Paul Bendevis
Paul Bendevis

Reputation: 2621

Tensorflow GPU/CPU Performance Suddenly Input Bound

I have a CPU+GPU instance that I'm using to train tf models. My data is on a SSD. I have used tf's Dataset API, with interleaving, mapping and no pyfunc in order for it to run efficiently without being i/o bound. It was working well with <1% time spent waiting on input data but I can't track down the changes that caused the program to become i/o bound. A quick summary of the code is that it loads npy files using tf.data.FixedLengthRecordDataset , stacks them and batches them. Any hints you can see from the profile? It looks sparse with a lot of interuptions as if parallelism isn't working properly.

ds = dataset.interleave(
            numpy_file_parser, tf.data.experimental.AUTOTUNE
        )
        
ds_train = (ds
            .repeat()
            .shuffle(1000, reshuffle_each_iteration=True)
            .batch(batch_size)
            .prefetch(tf.data.experimental.AUTOTUNE)
            
           )

Inefficient attempt: Inefficient Attempt

Here is the profile without i/o bound.

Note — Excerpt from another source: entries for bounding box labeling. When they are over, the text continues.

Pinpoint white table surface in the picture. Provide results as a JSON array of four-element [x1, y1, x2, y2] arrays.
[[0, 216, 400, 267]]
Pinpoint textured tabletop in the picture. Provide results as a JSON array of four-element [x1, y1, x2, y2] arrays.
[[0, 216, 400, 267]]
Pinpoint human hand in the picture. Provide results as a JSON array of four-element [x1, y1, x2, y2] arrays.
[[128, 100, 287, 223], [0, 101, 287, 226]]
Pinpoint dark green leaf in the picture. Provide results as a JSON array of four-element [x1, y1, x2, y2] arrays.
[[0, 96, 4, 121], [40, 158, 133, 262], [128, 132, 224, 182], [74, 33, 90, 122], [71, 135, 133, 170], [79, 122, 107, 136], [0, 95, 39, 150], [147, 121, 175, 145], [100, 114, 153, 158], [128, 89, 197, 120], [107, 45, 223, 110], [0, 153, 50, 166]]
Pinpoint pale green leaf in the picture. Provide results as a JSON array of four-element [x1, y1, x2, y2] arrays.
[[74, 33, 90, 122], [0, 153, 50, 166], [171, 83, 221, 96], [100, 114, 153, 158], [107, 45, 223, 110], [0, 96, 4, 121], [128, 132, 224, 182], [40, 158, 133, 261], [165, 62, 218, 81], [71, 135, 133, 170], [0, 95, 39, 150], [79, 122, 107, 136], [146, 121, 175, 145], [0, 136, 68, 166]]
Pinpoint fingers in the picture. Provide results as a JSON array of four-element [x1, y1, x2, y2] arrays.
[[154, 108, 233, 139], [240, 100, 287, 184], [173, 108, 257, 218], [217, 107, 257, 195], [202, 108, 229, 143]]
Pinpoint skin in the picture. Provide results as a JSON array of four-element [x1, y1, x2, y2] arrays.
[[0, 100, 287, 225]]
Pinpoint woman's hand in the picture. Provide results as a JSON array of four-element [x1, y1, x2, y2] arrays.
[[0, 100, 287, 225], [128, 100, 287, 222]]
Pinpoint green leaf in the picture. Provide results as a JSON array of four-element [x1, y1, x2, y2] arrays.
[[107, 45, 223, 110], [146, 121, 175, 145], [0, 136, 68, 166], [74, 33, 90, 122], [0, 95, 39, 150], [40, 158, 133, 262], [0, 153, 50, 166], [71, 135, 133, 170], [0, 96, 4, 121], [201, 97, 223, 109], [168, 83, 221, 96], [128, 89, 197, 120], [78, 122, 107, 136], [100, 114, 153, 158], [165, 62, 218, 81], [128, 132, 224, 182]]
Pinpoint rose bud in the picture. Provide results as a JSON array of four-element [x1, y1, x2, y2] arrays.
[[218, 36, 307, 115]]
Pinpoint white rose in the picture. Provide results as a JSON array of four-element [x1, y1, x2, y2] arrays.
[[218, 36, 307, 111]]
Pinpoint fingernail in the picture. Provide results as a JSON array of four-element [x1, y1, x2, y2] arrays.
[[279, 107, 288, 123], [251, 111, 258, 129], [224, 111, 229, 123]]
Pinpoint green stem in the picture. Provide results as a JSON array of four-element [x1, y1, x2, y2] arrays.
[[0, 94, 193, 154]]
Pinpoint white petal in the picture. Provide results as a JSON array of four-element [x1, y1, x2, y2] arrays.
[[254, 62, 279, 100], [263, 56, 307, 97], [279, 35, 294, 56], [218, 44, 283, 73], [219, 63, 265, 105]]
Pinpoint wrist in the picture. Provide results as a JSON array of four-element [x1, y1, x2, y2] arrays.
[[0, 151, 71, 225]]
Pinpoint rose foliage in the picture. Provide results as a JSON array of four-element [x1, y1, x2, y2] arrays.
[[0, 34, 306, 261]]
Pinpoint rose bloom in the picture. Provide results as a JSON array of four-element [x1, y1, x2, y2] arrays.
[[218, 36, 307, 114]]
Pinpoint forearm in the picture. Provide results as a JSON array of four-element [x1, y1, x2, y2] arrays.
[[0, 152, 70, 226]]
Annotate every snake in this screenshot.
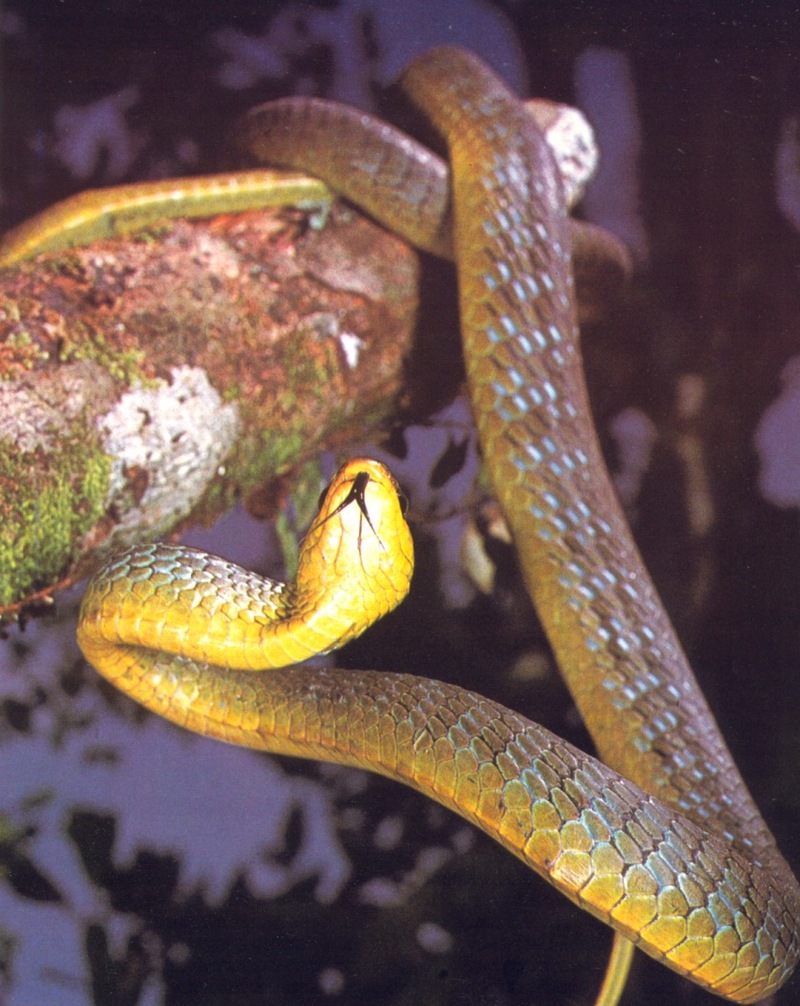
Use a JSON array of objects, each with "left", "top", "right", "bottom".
[{"left": 12, "top": 46, "right": 788, "bottom": 1003}]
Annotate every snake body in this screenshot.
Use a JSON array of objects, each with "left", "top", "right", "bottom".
[{"left": 70, "top": 48, "right": 800, "bottom": 1003}]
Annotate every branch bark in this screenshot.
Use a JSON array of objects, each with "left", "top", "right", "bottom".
[{"left": 0, "top": 204, "right": 418, "bottom": 616}]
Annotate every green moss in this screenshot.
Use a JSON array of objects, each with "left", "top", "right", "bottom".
[
  {"left": 61, "top": 321, "right": 148, "bottom": 386},
  {"left": 0, "top": 429, "right": 111, "bottom": 606}
]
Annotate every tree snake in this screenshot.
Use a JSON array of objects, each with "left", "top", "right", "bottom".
[{"left": 4, "top": 47, "right": 788, "bottom": 1003}]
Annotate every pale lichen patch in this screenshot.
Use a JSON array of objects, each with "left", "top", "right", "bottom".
[{"left": 99, "top": 366, "right": 241, "bottom": 545}]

Efficient Attempt

Upvotes: 1

Views: 170

Answers (1)

Paul Bendevis
Paul Bendevis

Reputation: 2621

Turns out it was caused by the TF 2.3.0. I'm using a 6.1 GPU which is not fully supported in TF 2.3. In the release notes

  • GPU TF 2.3 includes PTX kernels only for compute capability 7.0 to reduce the TF pip binary size. Earlier releases included PTX for a variety of older compute capabilities.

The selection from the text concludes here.